Poi abbiamo gli scontri in Libano, in Siria, in Egitto dove i danni collaterali sono aumentati dai milioni di profughi che cercano la salvezza anche a costo di morire in mare. E noi ci troviamo ad affrontare i danni collaterali delle guerre che diventano per noi drammi sociali, economici ed umanitari tali da creare tensioni sociali crescenti a livello di politica interna. Si aggiungono ora le vittime dello scontro tra Russia ed Ucraina e il dramma dei civili di Gaza che hanno superato il numero di 20.000: un danno collaterale che sembra essere riconosciuto solo a parole.

Il monito della Chiesa

Papa Francesco recentemente ha detto:

Forse non ci rendiamo conto che le vittime civili non sono danni collaterali ma sono uomini e donne con nome e cognome che perdono la vita. Sono bambini che rimangono orfani privati del futuro. Sono persone che soffrono la fame e la sete, il freddo. Che rimangono mutilate per colpa di armi sempre più devastanti e generatrici di malattie mortali.

Se riuscissimo a guardare ciascuno di loro negli occhi a chiamarli per nome e revocargli la loro storia personale guarderemmo la guerra per quello che è una tragedia immane che colpisce la dignità di ogni persona su questa terra.
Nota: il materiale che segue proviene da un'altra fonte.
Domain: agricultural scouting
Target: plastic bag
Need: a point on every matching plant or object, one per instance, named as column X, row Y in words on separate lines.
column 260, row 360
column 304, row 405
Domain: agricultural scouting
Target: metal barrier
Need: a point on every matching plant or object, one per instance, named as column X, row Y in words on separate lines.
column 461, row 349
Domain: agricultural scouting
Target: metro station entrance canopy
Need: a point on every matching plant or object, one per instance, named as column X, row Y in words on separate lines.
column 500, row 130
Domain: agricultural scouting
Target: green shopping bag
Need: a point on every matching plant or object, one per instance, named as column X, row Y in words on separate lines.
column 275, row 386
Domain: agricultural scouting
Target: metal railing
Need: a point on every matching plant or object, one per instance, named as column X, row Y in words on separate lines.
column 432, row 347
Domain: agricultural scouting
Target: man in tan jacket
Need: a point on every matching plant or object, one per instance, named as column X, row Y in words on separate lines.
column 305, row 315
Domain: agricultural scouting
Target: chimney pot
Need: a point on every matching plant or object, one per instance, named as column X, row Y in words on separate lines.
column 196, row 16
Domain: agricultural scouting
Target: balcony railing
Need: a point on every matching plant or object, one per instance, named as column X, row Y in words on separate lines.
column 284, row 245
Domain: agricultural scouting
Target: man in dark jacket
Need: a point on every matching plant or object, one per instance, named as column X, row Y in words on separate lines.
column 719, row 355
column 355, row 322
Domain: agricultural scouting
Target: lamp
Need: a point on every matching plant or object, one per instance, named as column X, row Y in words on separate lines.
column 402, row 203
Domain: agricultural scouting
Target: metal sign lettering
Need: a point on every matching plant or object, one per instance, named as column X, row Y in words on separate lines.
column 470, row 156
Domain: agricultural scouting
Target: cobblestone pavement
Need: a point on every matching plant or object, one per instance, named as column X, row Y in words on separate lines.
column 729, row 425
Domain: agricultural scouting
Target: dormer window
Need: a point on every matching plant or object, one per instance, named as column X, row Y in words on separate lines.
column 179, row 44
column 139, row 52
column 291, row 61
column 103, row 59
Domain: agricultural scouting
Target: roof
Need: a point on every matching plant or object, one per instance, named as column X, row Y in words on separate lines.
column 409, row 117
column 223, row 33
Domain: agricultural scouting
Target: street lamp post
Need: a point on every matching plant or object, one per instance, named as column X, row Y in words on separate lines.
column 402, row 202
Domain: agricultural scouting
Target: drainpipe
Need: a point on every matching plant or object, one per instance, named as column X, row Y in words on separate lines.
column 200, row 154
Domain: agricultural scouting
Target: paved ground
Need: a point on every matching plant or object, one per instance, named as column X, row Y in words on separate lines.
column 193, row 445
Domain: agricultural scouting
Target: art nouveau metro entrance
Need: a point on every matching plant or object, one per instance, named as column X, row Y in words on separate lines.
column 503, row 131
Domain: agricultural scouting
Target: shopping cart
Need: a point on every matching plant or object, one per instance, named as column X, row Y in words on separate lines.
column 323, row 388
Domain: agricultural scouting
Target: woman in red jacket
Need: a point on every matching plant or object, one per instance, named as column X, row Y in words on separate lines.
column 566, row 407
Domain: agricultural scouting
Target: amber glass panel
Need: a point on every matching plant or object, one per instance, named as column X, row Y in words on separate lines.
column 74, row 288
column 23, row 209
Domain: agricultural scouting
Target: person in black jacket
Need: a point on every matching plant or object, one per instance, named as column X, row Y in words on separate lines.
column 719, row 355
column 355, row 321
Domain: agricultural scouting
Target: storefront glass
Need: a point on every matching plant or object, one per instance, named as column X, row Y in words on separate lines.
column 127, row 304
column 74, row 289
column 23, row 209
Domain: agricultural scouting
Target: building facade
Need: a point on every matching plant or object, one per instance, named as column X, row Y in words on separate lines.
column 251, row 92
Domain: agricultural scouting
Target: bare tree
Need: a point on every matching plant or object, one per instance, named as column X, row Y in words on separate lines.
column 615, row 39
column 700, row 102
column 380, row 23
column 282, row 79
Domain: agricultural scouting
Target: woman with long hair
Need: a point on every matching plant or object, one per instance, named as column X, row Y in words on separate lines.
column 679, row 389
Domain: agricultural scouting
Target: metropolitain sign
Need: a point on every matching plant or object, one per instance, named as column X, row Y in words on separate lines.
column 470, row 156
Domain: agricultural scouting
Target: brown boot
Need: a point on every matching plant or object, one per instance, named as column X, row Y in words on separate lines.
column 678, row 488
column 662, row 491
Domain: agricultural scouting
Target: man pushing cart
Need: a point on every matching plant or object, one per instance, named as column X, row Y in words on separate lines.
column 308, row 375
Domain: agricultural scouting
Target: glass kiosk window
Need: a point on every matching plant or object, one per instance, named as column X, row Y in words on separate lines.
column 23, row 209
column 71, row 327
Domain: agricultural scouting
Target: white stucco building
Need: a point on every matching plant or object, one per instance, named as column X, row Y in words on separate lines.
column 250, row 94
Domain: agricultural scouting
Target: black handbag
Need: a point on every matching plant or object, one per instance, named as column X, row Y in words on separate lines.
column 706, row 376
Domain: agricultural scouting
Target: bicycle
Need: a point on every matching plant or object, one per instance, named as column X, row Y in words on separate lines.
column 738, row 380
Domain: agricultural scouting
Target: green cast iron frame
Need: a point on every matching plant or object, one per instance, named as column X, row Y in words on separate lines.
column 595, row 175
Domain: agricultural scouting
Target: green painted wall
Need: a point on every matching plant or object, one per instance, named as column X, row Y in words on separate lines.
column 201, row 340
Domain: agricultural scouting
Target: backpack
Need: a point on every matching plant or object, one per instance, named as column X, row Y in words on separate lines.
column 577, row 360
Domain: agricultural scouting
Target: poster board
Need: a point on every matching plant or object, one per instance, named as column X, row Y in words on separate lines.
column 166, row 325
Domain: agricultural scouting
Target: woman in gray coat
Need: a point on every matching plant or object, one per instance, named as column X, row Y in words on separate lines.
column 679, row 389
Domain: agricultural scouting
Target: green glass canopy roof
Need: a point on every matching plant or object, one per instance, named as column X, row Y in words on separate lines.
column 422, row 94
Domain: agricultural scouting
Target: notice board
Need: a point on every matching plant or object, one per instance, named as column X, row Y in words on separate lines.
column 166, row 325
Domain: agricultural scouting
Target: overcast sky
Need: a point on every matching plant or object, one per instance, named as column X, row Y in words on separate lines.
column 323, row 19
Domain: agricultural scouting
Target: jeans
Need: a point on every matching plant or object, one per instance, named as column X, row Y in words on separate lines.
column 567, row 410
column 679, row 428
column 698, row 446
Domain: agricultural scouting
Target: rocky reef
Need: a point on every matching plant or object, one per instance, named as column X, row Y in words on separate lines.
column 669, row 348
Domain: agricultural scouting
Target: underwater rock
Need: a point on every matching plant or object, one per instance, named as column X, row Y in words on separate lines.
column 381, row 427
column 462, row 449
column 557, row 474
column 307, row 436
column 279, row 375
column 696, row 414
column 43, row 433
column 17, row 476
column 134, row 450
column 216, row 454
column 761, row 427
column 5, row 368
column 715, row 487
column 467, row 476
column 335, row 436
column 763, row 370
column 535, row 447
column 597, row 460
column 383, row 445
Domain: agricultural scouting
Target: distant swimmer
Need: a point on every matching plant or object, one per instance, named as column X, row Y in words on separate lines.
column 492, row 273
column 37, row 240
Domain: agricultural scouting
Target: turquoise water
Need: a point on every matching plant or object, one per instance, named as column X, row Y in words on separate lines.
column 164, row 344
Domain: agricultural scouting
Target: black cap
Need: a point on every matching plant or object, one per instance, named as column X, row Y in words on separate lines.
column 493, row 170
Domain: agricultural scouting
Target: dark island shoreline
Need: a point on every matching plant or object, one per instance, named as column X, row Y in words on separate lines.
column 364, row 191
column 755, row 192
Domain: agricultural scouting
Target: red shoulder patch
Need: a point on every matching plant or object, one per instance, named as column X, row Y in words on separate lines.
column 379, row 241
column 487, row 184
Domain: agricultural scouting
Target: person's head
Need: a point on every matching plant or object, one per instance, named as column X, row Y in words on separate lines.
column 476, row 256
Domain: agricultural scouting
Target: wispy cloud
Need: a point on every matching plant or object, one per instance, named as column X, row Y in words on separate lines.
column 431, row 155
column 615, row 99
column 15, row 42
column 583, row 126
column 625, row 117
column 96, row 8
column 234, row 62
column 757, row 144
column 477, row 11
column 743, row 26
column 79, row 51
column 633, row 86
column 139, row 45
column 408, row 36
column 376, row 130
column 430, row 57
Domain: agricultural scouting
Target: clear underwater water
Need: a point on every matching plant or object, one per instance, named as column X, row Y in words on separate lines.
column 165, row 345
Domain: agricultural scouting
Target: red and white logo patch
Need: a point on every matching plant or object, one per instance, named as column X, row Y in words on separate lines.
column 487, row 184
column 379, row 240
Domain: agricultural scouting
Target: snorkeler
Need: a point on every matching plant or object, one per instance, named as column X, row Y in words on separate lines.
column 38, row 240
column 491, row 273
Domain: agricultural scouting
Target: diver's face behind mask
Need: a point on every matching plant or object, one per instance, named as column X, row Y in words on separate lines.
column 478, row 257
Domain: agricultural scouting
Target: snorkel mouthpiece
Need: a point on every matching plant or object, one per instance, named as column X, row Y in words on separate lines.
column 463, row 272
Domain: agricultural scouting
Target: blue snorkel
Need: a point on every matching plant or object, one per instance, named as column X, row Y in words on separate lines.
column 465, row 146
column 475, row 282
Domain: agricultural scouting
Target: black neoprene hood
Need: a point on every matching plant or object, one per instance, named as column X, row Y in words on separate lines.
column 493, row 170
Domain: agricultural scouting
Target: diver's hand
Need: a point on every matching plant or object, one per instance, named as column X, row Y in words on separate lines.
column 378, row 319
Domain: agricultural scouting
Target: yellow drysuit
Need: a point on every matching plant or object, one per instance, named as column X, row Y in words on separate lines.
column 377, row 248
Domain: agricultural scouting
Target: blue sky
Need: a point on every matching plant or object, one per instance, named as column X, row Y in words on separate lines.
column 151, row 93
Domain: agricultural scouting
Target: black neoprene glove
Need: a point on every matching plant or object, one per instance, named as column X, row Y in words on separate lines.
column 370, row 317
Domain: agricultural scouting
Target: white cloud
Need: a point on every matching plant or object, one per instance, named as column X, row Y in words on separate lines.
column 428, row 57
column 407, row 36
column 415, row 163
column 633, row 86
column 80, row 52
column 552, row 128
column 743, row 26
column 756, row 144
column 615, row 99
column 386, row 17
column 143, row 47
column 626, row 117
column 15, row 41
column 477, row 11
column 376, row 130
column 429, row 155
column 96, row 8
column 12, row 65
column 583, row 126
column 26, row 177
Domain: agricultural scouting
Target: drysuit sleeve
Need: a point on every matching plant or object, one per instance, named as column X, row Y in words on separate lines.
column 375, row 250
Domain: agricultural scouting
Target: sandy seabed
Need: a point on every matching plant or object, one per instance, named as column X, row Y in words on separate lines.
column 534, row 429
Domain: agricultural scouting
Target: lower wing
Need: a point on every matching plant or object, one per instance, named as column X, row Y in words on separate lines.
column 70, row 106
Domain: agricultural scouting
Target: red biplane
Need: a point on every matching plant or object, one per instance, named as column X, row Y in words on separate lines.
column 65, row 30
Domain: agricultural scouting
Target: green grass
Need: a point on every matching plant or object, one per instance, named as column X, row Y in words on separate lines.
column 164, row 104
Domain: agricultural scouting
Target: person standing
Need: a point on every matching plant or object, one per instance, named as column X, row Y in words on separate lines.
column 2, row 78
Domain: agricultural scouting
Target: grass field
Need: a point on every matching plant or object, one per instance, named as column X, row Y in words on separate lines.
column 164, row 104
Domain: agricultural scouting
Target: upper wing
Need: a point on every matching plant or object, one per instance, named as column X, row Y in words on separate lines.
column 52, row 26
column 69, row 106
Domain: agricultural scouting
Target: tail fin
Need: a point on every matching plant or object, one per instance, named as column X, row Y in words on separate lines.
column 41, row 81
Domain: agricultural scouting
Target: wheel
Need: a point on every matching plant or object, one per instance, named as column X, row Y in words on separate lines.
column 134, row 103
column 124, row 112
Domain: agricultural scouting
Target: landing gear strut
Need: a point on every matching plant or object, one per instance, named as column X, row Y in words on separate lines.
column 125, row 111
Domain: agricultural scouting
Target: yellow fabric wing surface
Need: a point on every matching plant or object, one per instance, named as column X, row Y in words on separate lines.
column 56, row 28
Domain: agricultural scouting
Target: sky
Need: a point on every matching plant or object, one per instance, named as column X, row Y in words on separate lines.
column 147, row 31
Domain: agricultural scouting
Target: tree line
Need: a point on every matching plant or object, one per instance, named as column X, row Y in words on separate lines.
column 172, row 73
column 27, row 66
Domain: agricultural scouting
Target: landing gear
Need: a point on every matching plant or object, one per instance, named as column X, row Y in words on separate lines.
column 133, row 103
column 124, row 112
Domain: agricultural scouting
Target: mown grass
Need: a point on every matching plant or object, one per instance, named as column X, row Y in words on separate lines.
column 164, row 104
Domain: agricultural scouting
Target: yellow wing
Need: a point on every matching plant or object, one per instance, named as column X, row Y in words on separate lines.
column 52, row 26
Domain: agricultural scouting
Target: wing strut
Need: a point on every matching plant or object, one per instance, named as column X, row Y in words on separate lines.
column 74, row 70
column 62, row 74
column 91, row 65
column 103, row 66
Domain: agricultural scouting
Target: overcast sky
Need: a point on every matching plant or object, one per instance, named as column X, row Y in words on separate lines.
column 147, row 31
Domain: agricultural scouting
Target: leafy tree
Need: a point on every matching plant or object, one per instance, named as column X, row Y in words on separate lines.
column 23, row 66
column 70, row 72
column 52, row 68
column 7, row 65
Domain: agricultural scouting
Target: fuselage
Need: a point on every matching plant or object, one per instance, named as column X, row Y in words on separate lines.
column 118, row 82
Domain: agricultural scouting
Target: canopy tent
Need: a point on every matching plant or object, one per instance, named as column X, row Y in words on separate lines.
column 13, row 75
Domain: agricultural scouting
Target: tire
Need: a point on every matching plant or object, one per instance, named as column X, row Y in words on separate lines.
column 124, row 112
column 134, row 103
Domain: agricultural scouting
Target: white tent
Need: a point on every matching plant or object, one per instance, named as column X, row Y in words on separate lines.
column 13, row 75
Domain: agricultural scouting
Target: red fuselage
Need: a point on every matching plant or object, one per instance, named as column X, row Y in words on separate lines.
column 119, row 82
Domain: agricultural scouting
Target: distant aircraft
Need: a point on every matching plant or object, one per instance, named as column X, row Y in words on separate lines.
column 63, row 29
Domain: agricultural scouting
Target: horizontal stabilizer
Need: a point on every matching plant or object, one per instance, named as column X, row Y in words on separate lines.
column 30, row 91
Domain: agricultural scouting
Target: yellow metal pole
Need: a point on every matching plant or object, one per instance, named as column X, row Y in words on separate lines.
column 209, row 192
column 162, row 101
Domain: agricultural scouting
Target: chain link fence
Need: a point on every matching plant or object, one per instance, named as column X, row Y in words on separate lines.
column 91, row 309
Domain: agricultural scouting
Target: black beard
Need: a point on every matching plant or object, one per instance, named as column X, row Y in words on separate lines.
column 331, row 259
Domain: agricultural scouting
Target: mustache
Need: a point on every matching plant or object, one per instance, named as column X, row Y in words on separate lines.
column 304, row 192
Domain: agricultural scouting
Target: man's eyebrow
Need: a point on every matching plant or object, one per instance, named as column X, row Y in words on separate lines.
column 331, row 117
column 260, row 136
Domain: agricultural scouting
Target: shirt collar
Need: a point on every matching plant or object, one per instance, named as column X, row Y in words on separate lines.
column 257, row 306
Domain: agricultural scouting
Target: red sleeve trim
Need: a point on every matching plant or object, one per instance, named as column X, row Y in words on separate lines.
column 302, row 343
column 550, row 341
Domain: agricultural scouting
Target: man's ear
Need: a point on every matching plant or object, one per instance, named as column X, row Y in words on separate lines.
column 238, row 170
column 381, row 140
Siamo di fronte al dramma globale del crollo di un sistema di civiltà che si è illuso di raggiungere l’onnipotenza senza provare alcun scrupolo morale. Un crollo dove le prese di distanza dagli eccidi sembrano solo foglie di fico. Dobbiamo assistere all’inerzia colpevole delle istituzioni internazionali capaci di prendere provvedimenti solo sulla carta, senza farne realizzare nemmeno uno nella sostanza?

Il dramma dei danni collaterali conferma una drammatica realtà: quando questi diventano sproporzionati rispetto agli obiettivi che li hanno generati diventano essi stessi obiettivi da perseguire senza scrupoli morali ed umani. È questo il dramma di un mondo che sembra senza futuro e che pare capace di divorarsi la sua stessa anima.